Location
- Broadoak Road Ashton-Under-Lyne, Greater Manchester, OL6 8RF England 53°30′17″N 2°05′00″W﻿ / ﻿53.5047°N 2.0833°W

Information
- Type: Academy
- Motto: “Inspiring Greatness ”
- Department for Education URN: 135508 Tables
- Ofsted: Reports
- Head teacher: David Waugh
- Gender: Coeducational
- Age: 11 to 16
- Colours: Red, white and black
- Website: gaa.greatacademies.co.uk

= Great Academy Ashton =

Great Academy Ashton (formerly New Charter Academy) is a coeducational secondary school with academy status in Ashton-under-Lyne, Greater Manchester, England.

The school was formed on 1 September 2008 as a result of a merger between Hartshead Sports College and Stamford High School. New Charter Academy was originally split between the two former school sites, but moved to a new £40 million sole campus in September 2011, shared with Samuel Laycock School.

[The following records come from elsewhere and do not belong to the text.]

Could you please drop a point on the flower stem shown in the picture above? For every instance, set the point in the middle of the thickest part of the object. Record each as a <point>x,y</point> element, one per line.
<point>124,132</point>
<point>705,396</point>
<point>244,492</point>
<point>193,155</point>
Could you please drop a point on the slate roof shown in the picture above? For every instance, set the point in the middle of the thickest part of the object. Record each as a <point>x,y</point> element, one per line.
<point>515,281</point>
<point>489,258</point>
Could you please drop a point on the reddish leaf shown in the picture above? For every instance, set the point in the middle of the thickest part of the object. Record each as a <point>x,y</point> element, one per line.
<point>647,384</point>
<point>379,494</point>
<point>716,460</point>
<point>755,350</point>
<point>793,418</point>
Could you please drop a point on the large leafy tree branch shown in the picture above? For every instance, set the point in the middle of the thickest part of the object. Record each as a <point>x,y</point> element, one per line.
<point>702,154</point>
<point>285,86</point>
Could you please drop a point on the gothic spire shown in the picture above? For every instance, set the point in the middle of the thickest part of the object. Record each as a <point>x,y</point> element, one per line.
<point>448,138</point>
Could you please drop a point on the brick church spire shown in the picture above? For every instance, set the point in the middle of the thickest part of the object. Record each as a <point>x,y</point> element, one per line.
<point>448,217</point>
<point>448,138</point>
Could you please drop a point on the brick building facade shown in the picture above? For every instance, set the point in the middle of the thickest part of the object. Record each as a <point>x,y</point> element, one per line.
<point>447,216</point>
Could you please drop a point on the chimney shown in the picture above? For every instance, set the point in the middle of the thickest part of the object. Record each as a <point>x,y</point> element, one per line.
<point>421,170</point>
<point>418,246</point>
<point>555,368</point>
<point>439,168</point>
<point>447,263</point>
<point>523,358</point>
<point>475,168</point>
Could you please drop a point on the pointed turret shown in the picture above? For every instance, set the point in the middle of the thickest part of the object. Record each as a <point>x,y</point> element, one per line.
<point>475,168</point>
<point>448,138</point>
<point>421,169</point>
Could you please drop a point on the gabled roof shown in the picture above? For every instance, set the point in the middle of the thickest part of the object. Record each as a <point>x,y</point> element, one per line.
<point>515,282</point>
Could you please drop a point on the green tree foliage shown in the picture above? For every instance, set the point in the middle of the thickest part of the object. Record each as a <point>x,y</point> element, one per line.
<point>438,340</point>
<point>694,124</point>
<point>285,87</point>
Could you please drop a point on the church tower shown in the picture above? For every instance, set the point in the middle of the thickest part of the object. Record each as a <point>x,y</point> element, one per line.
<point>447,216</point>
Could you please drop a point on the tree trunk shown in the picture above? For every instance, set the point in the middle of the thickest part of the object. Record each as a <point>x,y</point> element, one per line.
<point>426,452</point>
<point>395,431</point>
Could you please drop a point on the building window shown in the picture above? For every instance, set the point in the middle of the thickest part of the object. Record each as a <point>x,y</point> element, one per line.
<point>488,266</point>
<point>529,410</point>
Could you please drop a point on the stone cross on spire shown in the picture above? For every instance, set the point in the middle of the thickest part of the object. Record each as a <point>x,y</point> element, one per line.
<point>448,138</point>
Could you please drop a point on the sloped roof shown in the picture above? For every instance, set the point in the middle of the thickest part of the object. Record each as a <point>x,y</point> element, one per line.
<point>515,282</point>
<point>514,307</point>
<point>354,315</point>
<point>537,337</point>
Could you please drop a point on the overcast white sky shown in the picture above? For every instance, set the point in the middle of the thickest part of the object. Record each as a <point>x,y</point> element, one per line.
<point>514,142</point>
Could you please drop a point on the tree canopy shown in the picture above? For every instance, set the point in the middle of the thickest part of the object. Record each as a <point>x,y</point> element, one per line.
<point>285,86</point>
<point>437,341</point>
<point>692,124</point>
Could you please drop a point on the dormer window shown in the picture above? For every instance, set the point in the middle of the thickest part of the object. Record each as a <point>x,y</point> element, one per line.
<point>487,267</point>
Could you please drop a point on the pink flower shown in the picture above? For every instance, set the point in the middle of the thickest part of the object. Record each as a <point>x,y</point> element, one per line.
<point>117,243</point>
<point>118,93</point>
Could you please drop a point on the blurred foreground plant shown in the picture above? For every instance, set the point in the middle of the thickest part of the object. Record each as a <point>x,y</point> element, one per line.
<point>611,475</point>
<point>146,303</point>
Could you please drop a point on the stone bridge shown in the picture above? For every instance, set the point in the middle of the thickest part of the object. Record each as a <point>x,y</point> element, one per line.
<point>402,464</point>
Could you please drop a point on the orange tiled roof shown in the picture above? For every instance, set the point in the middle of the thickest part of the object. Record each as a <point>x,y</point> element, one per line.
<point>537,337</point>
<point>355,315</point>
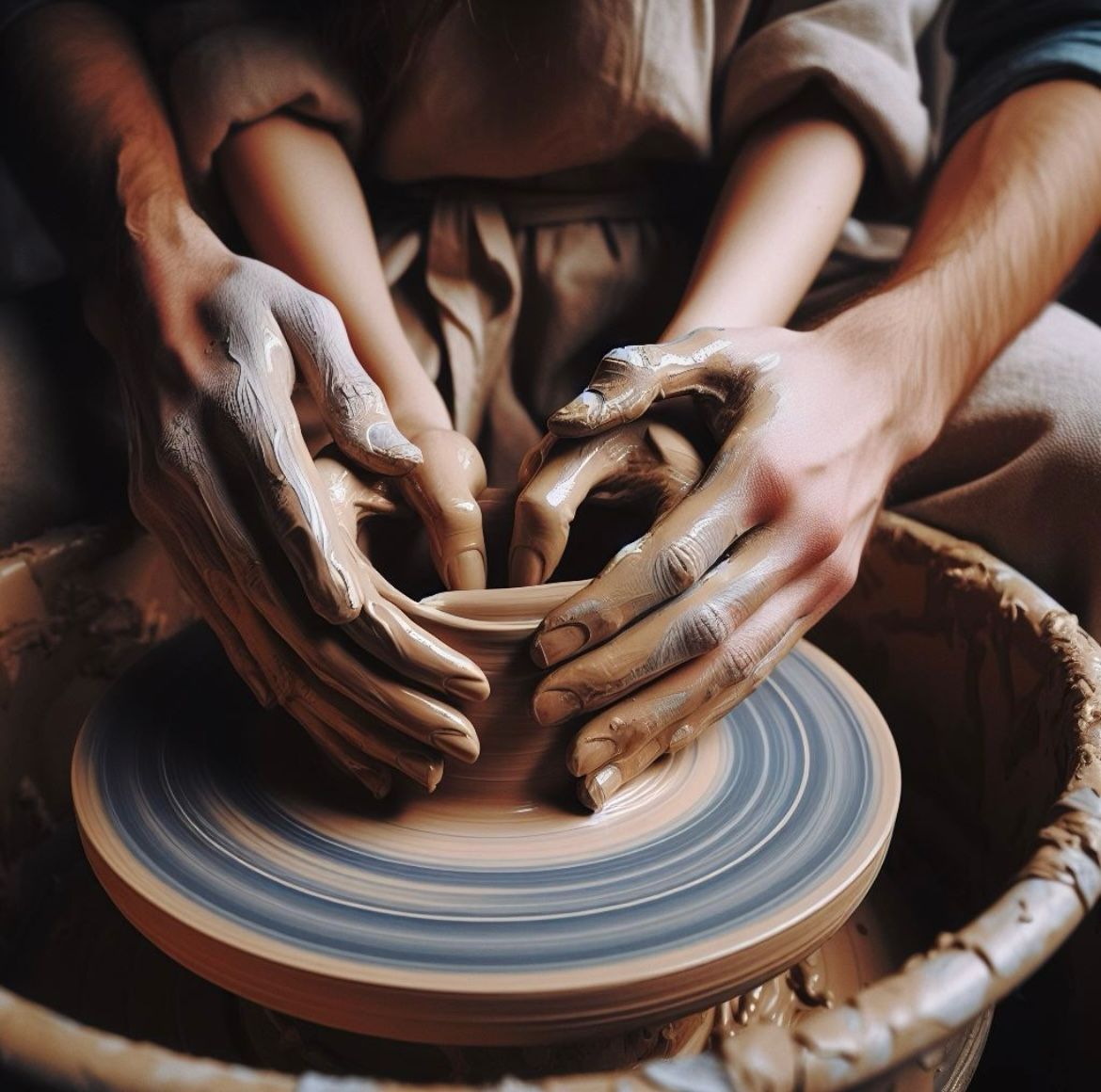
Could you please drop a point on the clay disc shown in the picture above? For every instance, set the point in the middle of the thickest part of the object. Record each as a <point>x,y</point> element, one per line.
<point>221,835</point>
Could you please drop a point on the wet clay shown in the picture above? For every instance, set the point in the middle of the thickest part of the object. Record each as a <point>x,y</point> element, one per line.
<point>489,912</point>
<point>991,689</point>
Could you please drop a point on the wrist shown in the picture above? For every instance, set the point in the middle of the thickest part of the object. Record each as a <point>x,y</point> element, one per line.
<point>889,341</point>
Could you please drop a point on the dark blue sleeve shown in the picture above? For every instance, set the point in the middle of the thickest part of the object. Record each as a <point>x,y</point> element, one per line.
<point>1003,45</point>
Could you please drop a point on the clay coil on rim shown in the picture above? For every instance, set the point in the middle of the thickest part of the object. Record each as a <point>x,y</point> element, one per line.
<point>489,912</point>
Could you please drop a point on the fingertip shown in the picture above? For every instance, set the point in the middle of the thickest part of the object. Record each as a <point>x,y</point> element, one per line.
<point>466,572</point>
<point>458,744</point>
<point>597,789</point>
<point>582,413</point>
<point>468,687</point>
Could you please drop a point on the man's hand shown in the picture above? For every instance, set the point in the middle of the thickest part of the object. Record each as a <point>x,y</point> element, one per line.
<point>642,463</point>
<point>685,622</point>
<point>207,345</point>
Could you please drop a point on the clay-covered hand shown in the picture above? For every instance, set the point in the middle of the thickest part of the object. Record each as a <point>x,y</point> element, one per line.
<point>442,490</point>
<point>645,462</point>
<point>208,347</point>
<point>686,621</point>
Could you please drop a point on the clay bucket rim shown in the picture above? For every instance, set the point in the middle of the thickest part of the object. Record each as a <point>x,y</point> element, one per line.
<point>73,1055</point>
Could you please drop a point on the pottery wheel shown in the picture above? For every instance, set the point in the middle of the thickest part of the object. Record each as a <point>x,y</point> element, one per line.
<point>221,835</point>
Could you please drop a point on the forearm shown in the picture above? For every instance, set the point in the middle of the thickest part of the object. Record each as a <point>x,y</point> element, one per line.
<point>300,206</point>
<point>786,199</point>
<point>1012,211</point>
<point>88,134</point>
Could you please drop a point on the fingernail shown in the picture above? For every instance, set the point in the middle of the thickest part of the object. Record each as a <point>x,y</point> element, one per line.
<point>587,405</point>
<point>595,792</point>
<point>387,440</point>
<point>466,687</point>
<point>525,567</point>
<point>425,771</point>
<point>457,744</point>
<point>552,706</point>
<point>590,755</point>
<point>559,644</point>
<point>467,570</point>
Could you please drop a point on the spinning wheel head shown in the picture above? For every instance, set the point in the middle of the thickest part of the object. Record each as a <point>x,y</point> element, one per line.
<point>435,919</point>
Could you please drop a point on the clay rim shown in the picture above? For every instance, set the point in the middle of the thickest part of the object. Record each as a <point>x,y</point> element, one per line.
<point>869,851</point>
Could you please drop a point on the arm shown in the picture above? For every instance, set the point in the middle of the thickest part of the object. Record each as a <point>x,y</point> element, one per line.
<point>788,195</point>
<point>202,341</point>
<point>786,198</point>
<point>299,204</point>
<point>811,428</point>
<point>1011,213</point>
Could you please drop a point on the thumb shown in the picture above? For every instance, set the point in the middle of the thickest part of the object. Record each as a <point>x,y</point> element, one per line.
<point>622,388</point>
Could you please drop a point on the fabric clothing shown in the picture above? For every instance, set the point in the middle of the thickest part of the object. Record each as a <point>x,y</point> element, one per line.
<point>535,166</point>
<point>1017,469</point>
<point>1003,45</point>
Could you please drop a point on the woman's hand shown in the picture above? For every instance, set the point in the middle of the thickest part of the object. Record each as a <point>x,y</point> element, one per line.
<point>444,491</point>
<point>208,347</point>
<point>686,621</point>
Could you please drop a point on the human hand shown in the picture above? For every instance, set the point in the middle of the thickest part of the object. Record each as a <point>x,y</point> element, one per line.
<point>685,622</point>
<point>640,462</point>
<point>442,490</point>
<point>207,346</point>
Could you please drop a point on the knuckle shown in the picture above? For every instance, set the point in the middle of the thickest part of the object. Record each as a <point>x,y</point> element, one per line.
<point>322,313</point>
<point>679,566</point>
<point>738,664</point>
<point>706,628</point>
<point>823,535</point>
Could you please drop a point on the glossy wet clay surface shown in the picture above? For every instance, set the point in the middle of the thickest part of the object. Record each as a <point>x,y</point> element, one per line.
<point>496,910</point>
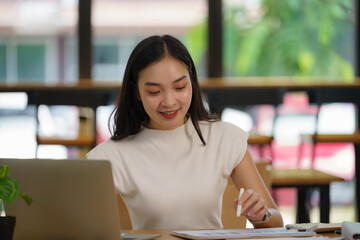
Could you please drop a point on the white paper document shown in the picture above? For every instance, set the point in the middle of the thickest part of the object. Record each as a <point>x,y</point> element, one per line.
<point>242,233</point>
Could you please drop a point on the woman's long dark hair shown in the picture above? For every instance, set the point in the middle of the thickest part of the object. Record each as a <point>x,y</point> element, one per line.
<point>129,114</point>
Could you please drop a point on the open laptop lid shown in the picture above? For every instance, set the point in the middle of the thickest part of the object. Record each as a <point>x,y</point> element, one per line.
<point>73,199</point>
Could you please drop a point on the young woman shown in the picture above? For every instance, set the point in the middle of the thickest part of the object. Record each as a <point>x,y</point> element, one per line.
<point>171,159</point>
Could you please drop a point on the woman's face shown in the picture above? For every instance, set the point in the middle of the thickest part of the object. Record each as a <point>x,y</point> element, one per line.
<point>165,91</point>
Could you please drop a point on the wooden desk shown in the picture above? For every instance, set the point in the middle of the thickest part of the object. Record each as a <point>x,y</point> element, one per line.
<point>303,180</point>
<point>166,234</point>
<point>220,93</point>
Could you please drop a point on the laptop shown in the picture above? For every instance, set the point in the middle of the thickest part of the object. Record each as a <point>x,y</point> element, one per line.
<point>72,199</point>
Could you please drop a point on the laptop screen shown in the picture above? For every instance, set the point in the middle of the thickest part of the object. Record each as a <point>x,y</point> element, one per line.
<point>72,199</point>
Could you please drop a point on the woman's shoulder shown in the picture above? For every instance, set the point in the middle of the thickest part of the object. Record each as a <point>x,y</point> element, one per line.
<point>221,126</point>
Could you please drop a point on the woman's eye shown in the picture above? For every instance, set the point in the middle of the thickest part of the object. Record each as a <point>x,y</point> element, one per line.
<point>153,92</point>
<point>180,88</point>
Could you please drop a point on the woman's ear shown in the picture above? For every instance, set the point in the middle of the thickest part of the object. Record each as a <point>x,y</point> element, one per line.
<point>136,92</point>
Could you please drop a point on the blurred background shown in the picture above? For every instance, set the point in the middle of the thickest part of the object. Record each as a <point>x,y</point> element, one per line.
<point>262,38</point>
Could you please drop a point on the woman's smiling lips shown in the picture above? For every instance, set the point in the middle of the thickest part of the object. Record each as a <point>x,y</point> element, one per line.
<point>170,114</point>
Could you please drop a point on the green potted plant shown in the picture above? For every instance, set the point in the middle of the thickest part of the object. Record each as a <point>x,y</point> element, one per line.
<point>9,191</point>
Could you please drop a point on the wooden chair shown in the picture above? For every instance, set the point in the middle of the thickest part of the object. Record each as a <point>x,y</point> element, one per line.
<point>85,139</point>
<point>326,138</point>
<point>228,216</point>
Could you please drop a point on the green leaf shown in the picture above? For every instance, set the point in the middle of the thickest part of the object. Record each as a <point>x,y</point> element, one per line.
<point>9,190</point>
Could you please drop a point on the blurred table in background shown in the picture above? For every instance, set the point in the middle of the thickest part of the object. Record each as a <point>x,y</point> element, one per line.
<point>219,92</point>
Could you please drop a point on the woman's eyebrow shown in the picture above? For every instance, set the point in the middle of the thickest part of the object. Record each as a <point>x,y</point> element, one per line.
<point>158,84</point>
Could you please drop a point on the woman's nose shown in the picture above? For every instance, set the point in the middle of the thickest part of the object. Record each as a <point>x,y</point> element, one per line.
<point>169,99</point>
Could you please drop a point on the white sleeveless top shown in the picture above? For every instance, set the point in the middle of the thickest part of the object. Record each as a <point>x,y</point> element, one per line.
<point>168,179</point>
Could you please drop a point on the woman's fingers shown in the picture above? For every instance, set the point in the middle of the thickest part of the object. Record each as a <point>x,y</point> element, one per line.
<point>253,205</point>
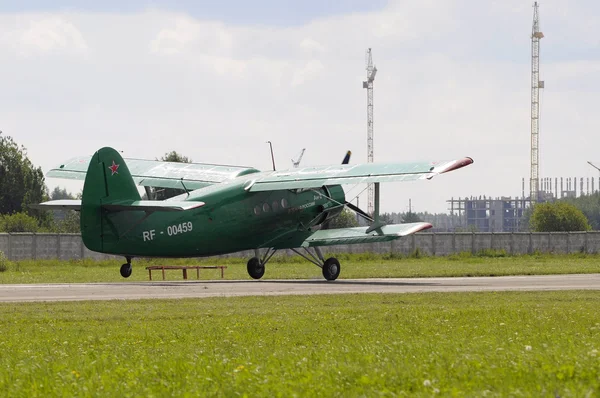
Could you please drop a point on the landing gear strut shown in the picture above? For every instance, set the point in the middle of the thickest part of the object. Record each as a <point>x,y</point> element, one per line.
<point>126,268</point>
<point>331,267</point>
<point>256,265</point>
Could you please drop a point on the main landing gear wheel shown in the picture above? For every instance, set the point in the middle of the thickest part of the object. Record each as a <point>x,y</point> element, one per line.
<point>126,270</point>
<point>256,269</point>
<point>331,269</point>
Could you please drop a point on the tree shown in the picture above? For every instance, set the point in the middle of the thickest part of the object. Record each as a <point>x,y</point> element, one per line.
<point>346,219</point>
<point>558,216</point>
<point>590,206</point>
<point>173,156</point>
<point>21,182</point>
<point>58,194</point>
<point>166,193</point>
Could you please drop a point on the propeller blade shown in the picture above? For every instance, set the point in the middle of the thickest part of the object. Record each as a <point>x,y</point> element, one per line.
<point>359,211</point>
<point>347,157</point>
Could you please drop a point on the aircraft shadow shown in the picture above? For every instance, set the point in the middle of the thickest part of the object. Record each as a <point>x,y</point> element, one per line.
<point>323,282</point>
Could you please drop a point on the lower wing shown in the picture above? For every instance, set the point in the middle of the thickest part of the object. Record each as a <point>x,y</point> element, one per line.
<point>328,237</point>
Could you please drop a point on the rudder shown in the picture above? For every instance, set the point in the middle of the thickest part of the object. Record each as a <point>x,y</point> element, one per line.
<point>107,181</point>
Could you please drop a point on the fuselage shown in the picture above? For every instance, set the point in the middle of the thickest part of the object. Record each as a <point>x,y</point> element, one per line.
<point>232,219</point>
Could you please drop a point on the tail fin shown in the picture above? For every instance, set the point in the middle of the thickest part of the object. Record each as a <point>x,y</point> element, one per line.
<point>107,181</point>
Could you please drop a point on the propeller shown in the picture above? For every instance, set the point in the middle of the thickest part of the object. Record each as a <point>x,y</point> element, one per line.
<point>347,157</point>
<point>359,211</point>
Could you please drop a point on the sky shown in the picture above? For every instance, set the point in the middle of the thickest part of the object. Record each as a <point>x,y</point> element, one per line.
<point>216,80</point>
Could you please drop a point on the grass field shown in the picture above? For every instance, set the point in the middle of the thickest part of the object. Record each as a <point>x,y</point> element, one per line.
<point>353,266</point>
<point>466,344</point>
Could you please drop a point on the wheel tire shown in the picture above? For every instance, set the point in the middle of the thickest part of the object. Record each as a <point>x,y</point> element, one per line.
<point>331,269</point>
<point>126,270</point>
<point>255,269</point>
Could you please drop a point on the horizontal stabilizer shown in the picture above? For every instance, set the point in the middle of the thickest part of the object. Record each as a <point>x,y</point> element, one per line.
<point>63,204</point>
<point>152,205</point>
<point>342,236</point>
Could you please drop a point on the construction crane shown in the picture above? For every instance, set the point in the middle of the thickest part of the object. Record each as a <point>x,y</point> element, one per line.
<point>368,84</point>
<point>296,163</point>
<point>536,84</point>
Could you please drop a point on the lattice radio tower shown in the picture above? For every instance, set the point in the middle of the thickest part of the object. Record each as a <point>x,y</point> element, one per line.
<point>368,84</point>
<point>536,84</point>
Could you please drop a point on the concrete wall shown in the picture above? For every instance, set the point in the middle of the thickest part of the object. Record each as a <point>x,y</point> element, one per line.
<point>24,246</point>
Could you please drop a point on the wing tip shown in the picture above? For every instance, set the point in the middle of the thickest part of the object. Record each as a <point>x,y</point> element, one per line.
<point>457,164</point>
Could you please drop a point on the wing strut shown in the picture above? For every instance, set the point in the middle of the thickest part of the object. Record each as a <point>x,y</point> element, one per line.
<point>377,224</point>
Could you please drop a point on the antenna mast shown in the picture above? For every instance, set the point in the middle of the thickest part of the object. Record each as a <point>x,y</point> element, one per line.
<point>296,163</point>
<point>368,84</point>
<point>536,84</point>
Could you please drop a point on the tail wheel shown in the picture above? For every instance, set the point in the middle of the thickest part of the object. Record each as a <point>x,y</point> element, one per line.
<point>255,268</point>
<point>331,269</point>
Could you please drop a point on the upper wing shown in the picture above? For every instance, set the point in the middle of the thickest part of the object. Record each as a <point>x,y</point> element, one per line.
<point>159,174</point>
<point>314,177</point>
<point>327,237</point>
<point>126,205</point>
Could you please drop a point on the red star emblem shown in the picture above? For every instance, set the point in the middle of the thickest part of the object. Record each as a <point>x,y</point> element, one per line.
<point>114,168</point>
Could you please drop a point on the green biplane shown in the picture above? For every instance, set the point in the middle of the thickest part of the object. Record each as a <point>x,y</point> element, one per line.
<point>227,209</point>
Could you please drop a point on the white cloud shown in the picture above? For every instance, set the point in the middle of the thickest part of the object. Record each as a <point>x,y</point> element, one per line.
<point>308,72</point>
<point>186,34</point>
<point>32,35</point>
<point>310,45</point>
<point>453,81</point>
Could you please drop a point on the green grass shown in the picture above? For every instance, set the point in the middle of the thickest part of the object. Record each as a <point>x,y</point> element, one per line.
<point>463,344</point>
<point>366,265</point>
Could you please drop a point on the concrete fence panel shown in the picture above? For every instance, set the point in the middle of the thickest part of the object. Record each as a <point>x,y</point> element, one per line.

Great Academy Ashton is part of the Great Academies Education Trust which also includes Copley Academy and Silver Springs Primary Academy in Stalybridge, as well as Middleton Technology School.

Great Academy Ashton is sometimes informally known as GAA and used to be called New Charter Academy up until September 2017.

The school was placed in special measures in January 2017. The current headteacher, David Waugh, has been working at the school since January 2021.